The IEA’s Net Zero Emissions by 2050 Scenario sets out an energy pathway consistent with limiting the global temperature increase to around 1.5 degrees Celsius. The huge increase in the deployment of solar PV, EVs and low-carbon hydrogen in that outline calls for rapid growth in the manufacturing of these technologies, as well as the production of essential material and mineral inputs. Industry, stakeholders and the government will need to focus on what is needed to best develop and expand clean energy technology supply chains to achieve net zero emissions across a broad range of technologies.
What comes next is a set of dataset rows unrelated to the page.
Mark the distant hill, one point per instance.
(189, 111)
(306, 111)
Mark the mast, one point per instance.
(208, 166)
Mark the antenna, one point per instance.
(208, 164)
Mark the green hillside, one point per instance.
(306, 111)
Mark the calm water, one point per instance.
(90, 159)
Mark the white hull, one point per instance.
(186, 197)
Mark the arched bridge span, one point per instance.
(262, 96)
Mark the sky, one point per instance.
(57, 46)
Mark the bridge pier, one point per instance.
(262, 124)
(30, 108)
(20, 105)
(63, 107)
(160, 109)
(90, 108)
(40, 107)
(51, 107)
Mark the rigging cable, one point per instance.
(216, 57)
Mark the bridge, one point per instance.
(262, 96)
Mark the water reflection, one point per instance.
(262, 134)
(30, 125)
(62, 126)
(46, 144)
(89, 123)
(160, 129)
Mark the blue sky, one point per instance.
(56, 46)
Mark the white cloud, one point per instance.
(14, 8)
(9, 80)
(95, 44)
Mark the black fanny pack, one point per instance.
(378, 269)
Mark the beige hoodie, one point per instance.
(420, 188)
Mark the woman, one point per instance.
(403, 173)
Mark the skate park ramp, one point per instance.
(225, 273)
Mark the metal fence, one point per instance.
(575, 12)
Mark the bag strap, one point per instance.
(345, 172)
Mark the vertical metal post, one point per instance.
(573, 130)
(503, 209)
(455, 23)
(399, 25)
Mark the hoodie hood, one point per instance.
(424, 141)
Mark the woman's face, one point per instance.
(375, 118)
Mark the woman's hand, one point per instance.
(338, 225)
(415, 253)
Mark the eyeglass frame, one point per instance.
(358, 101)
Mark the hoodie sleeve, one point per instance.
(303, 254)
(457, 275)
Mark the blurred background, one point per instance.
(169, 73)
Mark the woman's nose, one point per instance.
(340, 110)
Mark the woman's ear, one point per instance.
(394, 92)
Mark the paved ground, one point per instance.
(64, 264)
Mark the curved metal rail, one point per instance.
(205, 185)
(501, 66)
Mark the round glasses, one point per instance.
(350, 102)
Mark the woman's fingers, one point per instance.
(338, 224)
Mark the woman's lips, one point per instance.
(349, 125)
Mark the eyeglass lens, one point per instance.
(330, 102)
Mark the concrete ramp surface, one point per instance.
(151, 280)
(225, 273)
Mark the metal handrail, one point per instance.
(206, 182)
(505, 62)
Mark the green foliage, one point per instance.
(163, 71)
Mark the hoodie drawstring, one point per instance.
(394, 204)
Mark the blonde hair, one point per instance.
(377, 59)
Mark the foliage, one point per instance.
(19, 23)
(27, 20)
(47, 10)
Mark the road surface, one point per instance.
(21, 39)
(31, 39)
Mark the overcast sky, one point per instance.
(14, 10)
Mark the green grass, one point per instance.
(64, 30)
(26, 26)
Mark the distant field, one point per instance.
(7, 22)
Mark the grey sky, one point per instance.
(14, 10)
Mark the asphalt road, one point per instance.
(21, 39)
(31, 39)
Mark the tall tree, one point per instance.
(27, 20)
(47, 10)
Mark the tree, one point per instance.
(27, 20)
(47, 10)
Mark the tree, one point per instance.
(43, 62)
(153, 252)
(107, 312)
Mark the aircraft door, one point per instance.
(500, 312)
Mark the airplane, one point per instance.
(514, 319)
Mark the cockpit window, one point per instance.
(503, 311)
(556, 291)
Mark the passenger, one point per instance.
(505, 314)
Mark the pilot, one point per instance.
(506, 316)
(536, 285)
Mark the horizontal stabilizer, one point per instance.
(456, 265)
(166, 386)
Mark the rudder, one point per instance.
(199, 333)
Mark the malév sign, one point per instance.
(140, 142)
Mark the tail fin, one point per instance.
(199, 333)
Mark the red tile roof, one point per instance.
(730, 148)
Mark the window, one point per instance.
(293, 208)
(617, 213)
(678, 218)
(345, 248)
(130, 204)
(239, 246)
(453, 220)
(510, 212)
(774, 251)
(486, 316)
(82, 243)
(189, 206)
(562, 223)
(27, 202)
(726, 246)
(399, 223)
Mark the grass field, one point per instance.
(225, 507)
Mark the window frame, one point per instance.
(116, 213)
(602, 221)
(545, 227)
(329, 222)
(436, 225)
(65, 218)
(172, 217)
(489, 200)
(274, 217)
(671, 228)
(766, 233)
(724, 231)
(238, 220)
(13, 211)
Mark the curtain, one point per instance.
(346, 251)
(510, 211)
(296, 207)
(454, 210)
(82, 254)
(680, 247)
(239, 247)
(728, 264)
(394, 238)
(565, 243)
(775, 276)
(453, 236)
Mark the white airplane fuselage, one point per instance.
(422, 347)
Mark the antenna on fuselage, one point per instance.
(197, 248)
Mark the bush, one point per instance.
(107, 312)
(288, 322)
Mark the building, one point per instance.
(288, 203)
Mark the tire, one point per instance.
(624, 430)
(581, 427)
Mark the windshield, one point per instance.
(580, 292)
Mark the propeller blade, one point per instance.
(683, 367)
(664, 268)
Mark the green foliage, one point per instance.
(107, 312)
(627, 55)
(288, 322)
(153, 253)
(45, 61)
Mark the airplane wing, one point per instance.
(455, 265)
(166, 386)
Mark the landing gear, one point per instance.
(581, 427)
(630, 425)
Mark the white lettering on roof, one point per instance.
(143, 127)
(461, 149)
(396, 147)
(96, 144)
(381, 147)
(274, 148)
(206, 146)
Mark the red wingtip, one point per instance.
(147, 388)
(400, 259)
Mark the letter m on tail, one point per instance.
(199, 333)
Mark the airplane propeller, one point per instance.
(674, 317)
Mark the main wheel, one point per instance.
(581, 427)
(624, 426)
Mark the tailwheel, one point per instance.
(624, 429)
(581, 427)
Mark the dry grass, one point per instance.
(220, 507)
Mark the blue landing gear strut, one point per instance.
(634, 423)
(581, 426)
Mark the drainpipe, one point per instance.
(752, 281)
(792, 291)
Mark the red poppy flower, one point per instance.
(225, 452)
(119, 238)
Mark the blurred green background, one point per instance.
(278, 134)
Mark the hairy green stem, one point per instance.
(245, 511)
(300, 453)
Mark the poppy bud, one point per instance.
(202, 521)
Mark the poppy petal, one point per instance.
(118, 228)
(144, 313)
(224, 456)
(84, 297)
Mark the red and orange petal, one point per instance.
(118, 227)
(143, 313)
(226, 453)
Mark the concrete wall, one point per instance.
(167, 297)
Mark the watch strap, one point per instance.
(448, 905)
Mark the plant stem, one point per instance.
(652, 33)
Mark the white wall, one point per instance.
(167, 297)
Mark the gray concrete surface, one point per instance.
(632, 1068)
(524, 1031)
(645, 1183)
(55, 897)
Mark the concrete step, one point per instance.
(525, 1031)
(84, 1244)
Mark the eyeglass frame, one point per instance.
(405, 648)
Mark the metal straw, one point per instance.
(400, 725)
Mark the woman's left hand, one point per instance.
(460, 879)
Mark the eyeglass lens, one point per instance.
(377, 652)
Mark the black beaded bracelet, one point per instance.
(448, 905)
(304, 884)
As a move in the right direction, the United States Senate has passed the Inflation Reduction Act – a $430 billion boost for climate change and healthcare. Observers say that this is could be the “most consequential climate law” ever passed in the US if cleared by the House. The $370 billion set aside for climate-focused spending is aimed at encouraging businesses and individuals to utilize incentivized investments in electric vehicles, energy-efficient appliances and wind and solar power that would double the amount of new, clean electricity-generating capacity coming online in the United States by 2024.  Experts have estimated the climate provisions of the bill will reduce America’s planet-heating emissions by about 40% by 2030, compared with 2005 levels. US emissions peaked in 2005 at just below 6,000 million tonnes of CO2 (MtCO2). The package also has provisions for tax credits for renewable energy production ($51 billion), nuclear production ($30 billion), clean electricity investment ($51 billion) and clean electricity production ($11 billion).

Important lessons can be drawn from established markets and technologies such as solar photovoltaics (PV) – where China has secured a dominant position at each step of the global supply chain – to shape emerging markets for batteries, low-emissions hydrogen and other technologies vital to the clean energy transition.